There is a Hadith attributed to the Prophet that states, "among you are those that drive people from the sanctuary." Indeed, by endorsing the rebuttal, the author's mentor quoted, "If they disagree with the Qur'an so much, why don't they just leave the faith and do as they please?" Paradoxically, even in his defensive clarification, he re-asserted, "Why believe in a book whose main premises you disagree with?"

The objective of the rebuttal was neither to reach out to LGBT Muslims, viewed as resorting to "cheap emotional refutations" nor to invite a dialogue with Kugle. One Muslim activist, who works with LGBT Muslims, asserted:

"This is not about queer people and their sufferings - it is about creating solidarity among Muslims who are very anxious about their present and their future, who are anxious about sexuality in general, ... the interests of making a larger majority comfortable that they will be OK, that fetishized tradition and particular leaders will save them."

Kugle is no stranger to ostracism. He mentions about heresy charges and facing online boycott of his books. Yet, Garrett Fugate-Kiriakos, a gay Greek Orthodox convert to Islam and a PhD student in Islamic Studies, defends him passionately.

"Kugle, as a leader and scholar, has done a lot more work in nourishing the spirituality of Muslims who happen to be queer than [conservative Muslim] leadership and usage of knowledge. He is one of the few Muslims out there repairing a lot of the spiritual damage and trauma queers have suffered in mainstream mosques and [through] rhetoric."

Garrett's observation is buttressed by the testimony of scores of LGBT Muslims who resolved their inner conflict through Kugle's work. One medical student wrote:

"I'm a 24-year-old medical student and I'm a practicing Muslim, having learned Islamic studies ever since I was little ... [His book] has helped me to reconcile with my religion and sexuality. Scott Kugle has probably saved my life from one of constant internal conflict and depression with his writing."

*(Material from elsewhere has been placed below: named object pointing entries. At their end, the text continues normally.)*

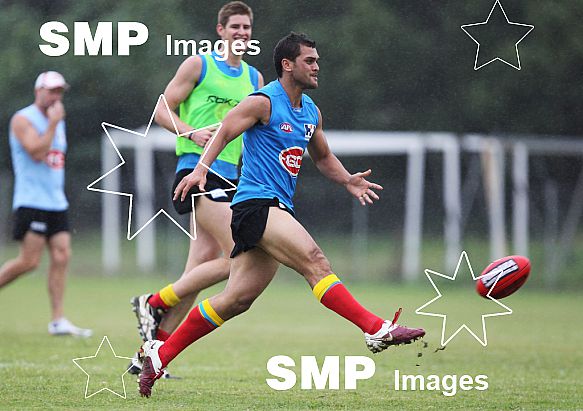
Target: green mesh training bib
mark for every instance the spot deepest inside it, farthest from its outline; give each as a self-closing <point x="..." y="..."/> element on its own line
<point x="209" y="102"/>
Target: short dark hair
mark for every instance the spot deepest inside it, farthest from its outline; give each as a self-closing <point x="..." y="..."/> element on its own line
<point x="289" y="48"/>
<point x="234" y="8"/>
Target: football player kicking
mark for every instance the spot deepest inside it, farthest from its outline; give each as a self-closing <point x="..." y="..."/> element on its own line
<point x="280" y="122"/>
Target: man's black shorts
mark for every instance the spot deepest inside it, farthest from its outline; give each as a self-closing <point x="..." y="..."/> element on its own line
<point x="249" y="222"/>
<point x="215" y="187"/>
<point x="42" y="222"/>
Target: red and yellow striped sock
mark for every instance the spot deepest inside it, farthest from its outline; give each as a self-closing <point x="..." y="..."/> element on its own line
<point x="333" y="294"/>
<point x="202" y="320"/>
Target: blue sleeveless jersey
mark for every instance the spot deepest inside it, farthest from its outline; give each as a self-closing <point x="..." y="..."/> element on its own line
<point x="39" y="184"/>
<point x="272" y="152"/>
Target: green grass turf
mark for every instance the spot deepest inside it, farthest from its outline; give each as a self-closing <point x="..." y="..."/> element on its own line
<point x="533" y="359"/>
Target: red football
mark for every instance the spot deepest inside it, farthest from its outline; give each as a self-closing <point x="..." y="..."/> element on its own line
<point x="511" y="272"/>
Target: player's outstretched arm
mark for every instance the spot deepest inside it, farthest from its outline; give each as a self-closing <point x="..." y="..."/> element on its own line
<point x="178" y="90"/>
<point x="332" y="168"/>
<point x="250" y="111"/>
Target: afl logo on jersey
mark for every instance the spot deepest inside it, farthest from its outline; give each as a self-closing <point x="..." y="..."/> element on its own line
<point x="286" y="127"/>
<point x="291" y="159"/>
<point x="55" y="159"/>
<point x="309" y="129"/>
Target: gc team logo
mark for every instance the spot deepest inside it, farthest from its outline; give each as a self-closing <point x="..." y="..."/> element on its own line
<point x="55" y="159"/>
<point x="291" y="159"/>
<point x="286" y="127"/>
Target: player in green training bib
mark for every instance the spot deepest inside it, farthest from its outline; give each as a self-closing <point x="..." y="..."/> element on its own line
<point x="204" y="89"/>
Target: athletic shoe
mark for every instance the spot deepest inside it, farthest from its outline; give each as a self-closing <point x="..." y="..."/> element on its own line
<point x="392" y="333"/>
<point x="148" y="317"/>
<point x="62" y="326"/>
<point x="151" y="366"/>
<point x="135" y="368"/>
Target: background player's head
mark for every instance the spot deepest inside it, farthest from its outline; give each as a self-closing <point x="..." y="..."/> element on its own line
<point x="295" y="55"/>
<point x="49" y="88"/>
<point x="235" y="22"/>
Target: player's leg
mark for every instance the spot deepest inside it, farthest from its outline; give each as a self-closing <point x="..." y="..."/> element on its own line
<point x="214" y="218"/>
<point x="212" y="221"/>
<point x="60" y="254"/>
<point x="59" y="245"/>
<point x="30" y="253"/>
<point x="203" y="249"/>
<point x="251" y="273"/>
<point x="288" y="242"/>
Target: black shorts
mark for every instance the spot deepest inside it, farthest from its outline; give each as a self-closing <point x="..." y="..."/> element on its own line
<point x="215" y="187"/>
<point x="249" y="221"/>
<point x="47" y="223"/>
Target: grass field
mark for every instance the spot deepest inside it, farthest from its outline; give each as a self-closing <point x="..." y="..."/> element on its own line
<point x="533" y="359"/>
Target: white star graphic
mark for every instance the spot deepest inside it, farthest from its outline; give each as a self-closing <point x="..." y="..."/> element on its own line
<point x="444" y="341"/>
<point x="93" y="357"/>
<point x="467" y="28"/>
<point x="91" y="187"/>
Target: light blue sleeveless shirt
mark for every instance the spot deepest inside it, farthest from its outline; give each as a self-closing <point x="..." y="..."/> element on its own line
<point x="272" y="153"/>
<point x="39" y="184"/>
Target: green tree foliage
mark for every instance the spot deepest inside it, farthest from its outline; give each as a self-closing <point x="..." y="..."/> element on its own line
<point x="398" y="65"/>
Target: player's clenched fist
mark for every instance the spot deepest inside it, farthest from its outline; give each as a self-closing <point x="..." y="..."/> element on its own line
<point x="196" y="178"/>
<point x="56" y="112"/>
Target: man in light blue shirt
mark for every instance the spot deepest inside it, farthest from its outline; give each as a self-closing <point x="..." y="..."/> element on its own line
<point x="38" y="145"/>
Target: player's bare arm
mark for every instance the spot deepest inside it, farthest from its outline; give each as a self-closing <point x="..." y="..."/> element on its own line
<point x="251" y="110"/>
<point x="332" y="168"/>
<point x="37" y="146"/>
<point x="176" y="92"/>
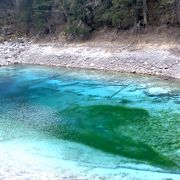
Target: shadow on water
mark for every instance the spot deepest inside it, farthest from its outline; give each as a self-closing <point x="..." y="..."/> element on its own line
<point x="98" y="127"/>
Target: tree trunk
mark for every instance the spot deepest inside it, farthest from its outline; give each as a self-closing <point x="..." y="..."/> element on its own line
<point x="145" y="11"/>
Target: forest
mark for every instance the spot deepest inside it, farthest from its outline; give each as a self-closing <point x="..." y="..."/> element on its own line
<point x="79" y="18"/>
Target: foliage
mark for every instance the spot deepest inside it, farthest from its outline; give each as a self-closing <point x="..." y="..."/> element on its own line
<point x="80" y="17"/>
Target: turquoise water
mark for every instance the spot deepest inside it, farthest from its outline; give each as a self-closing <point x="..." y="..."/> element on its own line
<point x="88" y="119"/>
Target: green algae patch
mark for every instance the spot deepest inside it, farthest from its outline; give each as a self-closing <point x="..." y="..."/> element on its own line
<point x="108" y="128"/>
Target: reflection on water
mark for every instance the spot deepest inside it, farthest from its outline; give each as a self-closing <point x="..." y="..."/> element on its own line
<point x="91" y="118"/>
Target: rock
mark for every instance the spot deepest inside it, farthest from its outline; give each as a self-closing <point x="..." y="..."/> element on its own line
<point x="92" y="64"/>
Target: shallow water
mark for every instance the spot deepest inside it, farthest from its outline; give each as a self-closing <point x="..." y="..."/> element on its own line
<point x="74" y="122"/>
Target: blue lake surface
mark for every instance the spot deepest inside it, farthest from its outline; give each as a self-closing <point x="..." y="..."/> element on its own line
<point x="54" y="119"/>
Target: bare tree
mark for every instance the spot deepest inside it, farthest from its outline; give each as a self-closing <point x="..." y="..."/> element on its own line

It is this life-saving work that the rebuttal seeks to destroy. Conservative Muslim leaders seem more interested in defending ink on paper than living, breathing human beings. The proposed alternative is perpetual conflict between faith and sexuality. This toxic struggle is sold as a "test from Allah." Commenting on this obsession of conservative Muslim leaders to inflict tests on gay Muslims, Garrett writes:

"I don't understand where people get this idea that if a queer person 'acts' on 'it' that they are not being tested. For example, relationships of any sort can be very challenging. ... Similarly, dealing with a family who disowns you because you won't marry is quite a test."

However, those who are mentally paralyzed and controlled through the fear of eternal hellfire buy the test. They grow bitter and find LGBT Muslims as threatening to their faith. Their faith seems so weak that in order to fast, they demand people around them to also fast.

The rebuttal can be deconstructed argument by argument. However, if Behnam Sadeghi is correct then legal inertia in Islamic law is not necessarily broken by legal counter arguments in vacuum. It is societal shifts that compel jurists to evaluate if the law is tolerable. This is perhaps why conservative Muslim leaders are scared of recent attitudinal shifts in the Muslim community.

While Kugle needs no defence, Leyla Jagiella, a PhD student in religious studies, passionately wrote:

"Scott Kugle is a 'scholar' in the best sense of the word. We are talking about a man who can fluently converse in Classical Arabic and a couple of other literary languages of the Islamic world. ... He is educated not only with regards to the disciplines, principles and tools of classical Islamic theology but also anthropology and modern secular religious studies.

It is exactly the lack of such a broad base of Islamic knowledge that is a big problem in the world of our Muslim scholarly establishment these days. And the victims are too often the marginalized, who are judged by "specialists" who simply do not have knowledge of half of what they are talking about."